AI Avatar 'Gaitana' Runs for Colombian Parliament to Represent Indigenous Communities
Key Takeaways
- ▸Gaitana is an AI avatar representing two human candidates in Colombia's parliamentary elections, who pledge to vote based on collective Indigenous community consensus gathered through a digital platform
- ▸The platform is built on DeepSeek's language model and uses blockchain smart contracts for transparency, with an ethics committee overseeing implementation
- ▸Major concerns include digital exclusion due to poor rural connectivity, potential for manipulation, algorithmic bias, and the technical complexity for communities with limited digital access
Summary
An AI-powered avatar named Gaitana is competing in Colombia's March 8 parliamentary elections as a digital representative for Indigenous voters. Created by Carlos Redondo and members of the Zenú community, Gaitana serves as the public face for two human candidates—Redondo for Senate and Alba Rincón for the House of Representatives—who will defer all legislative decisions to a blockchain-based collective platform that seeks consensus from Indigenous communities. The avatar, built on DeepSeek's large language model and adapted to Indigenous worldviews, currently has over 10,000 users and communicates in Spanish.
The project attempts to digitize the traditional cabildo (council) system used by the Zenú community, which governs approximately 300,000 people through consensus-based decision-making.
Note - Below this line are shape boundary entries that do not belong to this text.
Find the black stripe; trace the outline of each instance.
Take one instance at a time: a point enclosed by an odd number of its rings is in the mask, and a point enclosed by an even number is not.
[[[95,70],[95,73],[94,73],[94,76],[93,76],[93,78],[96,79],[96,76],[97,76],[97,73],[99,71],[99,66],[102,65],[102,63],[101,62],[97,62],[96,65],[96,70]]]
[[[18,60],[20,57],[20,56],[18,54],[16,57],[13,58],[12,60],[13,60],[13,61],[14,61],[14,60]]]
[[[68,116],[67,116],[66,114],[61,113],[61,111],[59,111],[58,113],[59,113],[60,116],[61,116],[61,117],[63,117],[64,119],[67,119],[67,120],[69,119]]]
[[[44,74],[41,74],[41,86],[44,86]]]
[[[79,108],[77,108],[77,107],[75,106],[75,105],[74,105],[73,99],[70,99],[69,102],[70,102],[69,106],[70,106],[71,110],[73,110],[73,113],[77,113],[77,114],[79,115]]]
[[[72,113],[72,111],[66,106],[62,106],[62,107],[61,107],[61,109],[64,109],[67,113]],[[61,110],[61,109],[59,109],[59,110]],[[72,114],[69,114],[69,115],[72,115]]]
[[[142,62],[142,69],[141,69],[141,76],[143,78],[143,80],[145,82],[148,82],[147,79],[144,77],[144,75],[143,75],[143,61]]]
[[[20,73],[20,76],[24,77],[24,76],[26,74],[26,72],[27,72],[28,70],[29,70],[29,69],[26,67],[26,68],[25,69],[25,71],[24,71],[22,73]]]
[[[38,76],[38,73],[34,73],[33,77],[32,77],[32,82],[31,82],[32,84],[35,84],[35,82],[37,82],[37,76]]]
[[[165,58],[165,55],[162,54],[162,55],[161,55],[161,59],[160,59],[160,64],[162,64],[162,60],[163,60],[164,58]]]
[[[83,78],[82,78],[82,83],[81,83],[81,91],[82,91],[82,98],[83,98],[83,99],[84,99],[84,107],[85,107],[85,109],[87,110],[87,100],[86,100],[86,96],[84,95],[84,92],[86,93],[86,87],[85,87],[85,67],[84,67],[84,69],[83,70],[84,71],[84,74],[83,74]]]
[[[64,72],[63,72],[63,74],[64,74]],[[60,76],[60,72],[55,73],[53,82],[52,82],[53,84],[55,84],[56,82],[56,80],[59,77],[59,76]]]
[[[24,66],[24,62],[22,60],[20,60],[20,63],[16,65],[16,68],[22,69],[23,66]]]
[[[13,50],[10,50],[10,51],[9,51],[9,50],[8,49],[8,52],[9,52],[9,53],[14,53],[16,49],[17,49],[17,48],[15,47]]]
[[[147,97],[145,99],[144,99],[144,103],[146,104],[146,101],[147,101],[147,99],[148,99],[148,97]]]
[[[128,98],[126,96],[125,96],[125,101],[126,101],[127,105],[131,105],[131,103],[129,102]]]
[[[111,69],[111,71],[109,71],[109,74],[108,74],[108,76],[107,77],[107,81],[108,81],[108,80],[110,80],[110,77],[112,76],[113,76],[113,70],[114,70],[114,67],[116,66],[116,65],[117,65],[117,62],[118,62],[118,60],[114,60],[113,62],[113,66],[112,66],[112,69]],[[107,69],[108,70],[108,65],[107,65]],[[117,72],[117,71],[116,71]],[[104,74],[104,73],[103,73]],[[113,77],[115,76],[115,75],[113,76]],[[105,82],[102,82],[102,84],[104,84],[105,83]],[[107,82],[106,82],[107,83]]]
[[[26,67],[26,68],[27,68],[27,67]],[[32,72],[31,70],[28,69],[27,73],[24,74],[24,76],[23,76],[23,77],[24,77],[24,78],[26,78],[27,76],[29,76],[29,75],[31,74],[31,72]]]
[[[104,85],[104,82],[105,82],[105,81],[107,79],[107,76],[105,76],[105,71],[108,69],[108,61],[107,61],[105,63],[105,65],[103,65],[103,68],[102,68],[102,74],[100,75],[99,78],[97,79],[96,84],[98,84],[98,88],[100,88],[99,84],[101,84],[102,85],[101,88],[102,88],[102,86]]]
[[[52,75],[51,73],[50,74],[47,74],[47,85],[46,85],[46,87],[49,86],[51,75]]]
Gaitana uses smart contracts on blockchain to ensure transparency, with an ethics committee of 15 community members overseeing the process. If elected, the human candidates would occupy seats reserved for Indigenous people in Colombia's parliament and vote according to decisions made collectively through the platform.
However, the initiative faces significant challenges and criticism. Technology researcher Pilar Sáenz warns that poor internet connectivity in rural Indigenous areas could exclude the very communities the platform aims to represent. Additionally, concerns exist around the platform's vulnerability to cyberattacks, potential algorithmic bias, lack of clarity on consensus mechanisms, and the complexity of blockchain technology for communities with limited digital literacy. The project represents a novel experiment in AI-assisted governance, though its practical viability and inclusivity remain uncertain.
- The initiative attempts to scale traditional Indigenous consensus-based governance (cabildo system) to the national legislative level using AI technology
Editorial Opinion
While Gaitana represents an ambitious attempt to merge Indigenous governance traditions with cutting-edge AI technology, it highlights a fundamental tension in digital democracy: technology intended to enhance representation may actually deepen existing inequalities. The irony is stark—a platform designed to amplify Indigenous voices could exclude those without reliable internet or advanced digital literacy, potentially giving disproportionate influence to more connected community members. The use of blockchain and AI, while technologically sophisticated, may be solving for transparency and scale at the expense of genuine accessibility and inclusion for the most marginalized populations it aims to serve.